I am assuming they are a planned litter with all the relevant health tests etc?


----------



## EAST KENT (20 September 2011)

Blimey! DUCK CHARLOTTE!!


----------



## Charlotte125 (20 September 2011)

brave? They are labradors. Every single possible health test has been performed! A planned litter.
Why would i breed if it wasnt??


----------



## MurphysMinder (20 September 2011)

If show lines, try a breed magazine or the weekly dog papers, and list them on the KC website, if she is a working dog I am sure there are shooting magazines.  Personally I wouldn't advertise in the free papers, or websites such as preloved, more likely to find the wrong sort of home on there.


----------



## Vizslak (20 September 2011)

lol Bad first post in AAD Charlotte! Welcome!  
Try the KC website as suggested (they should put it up auto when litter is registered) and depends whether show or working as to other suggestions. Countrymans weekly is great for working pups. Does your breed club list litters?


----------



## Charlotte125 (20 September 2011)

thank you! she is a working dog. I dont understand!? we have had all the necessary health tests done, planned it for over a year and have homes for most the puppies!?

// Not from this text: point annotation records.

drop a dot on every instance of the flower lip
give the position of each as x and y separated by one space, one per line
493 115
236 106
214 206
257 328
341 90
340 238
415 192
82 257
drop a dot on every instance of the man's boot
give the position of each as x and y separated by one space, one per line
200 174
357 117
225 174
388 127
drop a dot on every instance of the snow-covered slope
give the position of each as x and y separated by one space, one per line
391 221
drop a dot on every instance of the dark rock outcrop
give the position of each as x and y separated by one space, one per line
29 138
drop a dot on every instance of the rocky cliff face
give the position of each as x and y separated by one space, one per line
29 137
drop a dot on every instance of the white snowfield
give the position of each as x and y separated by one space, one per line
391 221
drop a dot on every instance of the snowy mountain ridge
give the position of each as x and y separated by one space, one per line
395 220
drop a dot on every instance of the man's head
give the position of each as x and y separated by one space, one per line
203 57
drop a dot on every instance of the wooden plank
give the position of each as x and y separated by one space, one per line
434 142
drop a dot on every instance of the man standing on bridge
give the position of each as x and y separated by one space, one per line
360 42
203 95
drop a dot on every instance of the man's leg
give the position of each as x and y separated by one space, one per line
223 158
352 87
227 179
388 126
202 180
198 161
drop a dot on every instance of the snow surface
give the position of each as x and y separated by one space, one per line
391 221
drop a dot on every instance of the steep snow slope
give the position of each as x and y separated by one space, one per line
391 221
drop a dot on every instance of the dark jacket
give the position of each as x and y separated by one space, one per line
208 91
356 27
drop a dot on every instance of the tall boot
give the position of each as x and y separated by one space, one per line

Hopefully when their KC registration goes through they will go on their website, but will definately try the shooting magazines etc. 

Thank you!


----------



## Vizslak (20 September 2011)

It just causes a bit of uproar in here (and rightly so) we have had a few litters spoken of in here recently with no health tests, x breeds, 'accidents' etc. 
Another thing...you cant post about puppies in here without pictures...they are compulsory!


----------



## sally87 (20 September 2011)

no need to advertise just send them all to me....


----------



## Tillypup (21 September 2011)

I'm sure wherever you advertise you could find the "wrong" sort of owner, but the shooting/country mags always have ads in them for puppies. Obviously wherever you advertise them the most important thing to consider is your vetting process for your potential buyers, maybe write down a little check list/crib sheet for when people first phone up about them.

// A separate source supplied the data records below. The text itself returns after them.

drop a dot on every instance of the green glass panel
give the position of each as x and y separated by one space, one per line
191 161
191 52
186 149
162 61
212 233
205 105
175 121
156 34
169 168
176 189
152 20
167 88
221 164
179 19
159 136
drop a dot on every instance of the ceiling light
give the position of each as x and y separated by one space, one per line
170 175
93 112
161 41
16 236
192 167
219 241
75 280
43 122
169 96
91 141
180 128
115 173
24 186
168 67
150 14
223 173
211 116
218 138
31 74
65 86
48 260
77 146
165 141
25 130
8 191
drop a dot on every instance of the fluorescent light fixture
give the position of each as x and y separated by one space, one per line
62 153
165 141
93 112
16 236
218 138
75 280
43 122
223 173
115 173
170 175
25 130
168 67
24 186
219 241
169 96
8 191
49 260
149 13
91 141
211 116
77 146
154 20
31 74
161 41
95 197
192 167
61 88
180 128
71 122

I'm hoping to have our first litter from one of our bitches next year, I'm over the moon that I've got 5 potential owners (all of which I'd be more than happy with), plus I'll be keeping 1 (maybe 2 if hubby can be persuaded!) To be fair, I wouldn't be planning a litter unless I knew that I already had several owners lined up, Pointers aren't everyones cup of tea and I can always see why when mine disappear over the horizon!!

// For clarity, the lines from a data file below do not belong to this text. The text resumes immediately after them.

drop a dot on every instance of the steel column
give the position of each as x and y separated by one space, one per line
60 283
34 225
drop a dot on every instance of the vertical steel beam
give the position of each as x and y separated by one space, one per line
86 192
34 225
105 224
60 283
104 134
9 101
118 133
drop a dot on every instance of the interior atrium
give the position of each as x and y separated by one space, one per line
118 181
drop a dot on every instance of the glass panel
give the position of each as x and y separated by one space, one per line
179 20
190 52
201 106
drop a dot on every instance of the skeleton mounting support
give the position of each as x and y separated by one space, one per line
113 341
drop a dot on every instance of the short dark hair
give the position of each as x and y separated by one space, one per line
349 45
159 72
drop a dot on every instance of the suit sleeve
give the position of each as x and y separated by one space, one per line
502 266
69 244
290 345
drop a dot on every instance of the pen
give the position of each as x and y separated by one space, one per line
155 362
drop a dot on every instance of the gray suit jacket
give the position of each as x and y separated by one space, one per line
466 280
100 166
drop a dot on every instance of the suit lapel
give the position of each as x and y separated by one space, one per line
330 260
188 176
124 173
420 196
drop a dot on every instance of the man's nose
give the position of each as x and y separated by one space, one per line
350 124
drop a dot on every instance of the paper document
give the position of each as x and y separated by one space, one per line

Good luck with your litter, how old are they?


----------



## lexiedhb (21 September 2011)

Charlotte125 said:



			thank you! she is a working dog. I dont understand!? we have had all the necessary health tests done, planned it for over a year and have homes for most the puppies!?

Hopefully when their KC registration goes through they will go on their website, but will definately try the shooting magazines etc. 

Thank you!
		
Click to expand...

LOL- then all is well, but you could have been "my Staff got up the duff to the next door neighbours Yorkie, where can I sell em"

PICS needed when they are born please!!


----------



## cremedemonthe (21 September 2011)

I'd put them in The Countryman's Weekly, best place to advertise working dogs


----------



## Chloe-V (24 September 2011)

Have PM'd you.


----------



## markscrownn (31 December 2011)

That not a problem to advertise. We have lot number of sites to advertise. Choose the best by searching in Google. Hope you can get it.
Good luck.


----------



## HorseWhisperer21 (31 December 2011)

Only place I know of is the Horse and Hound MAG.


----------



## maisie (31 December 2011)

We used Champ Dogs and our own website. However there were only 10 litters of whippets (our breed) on there, and about 80 litters of labs....


----------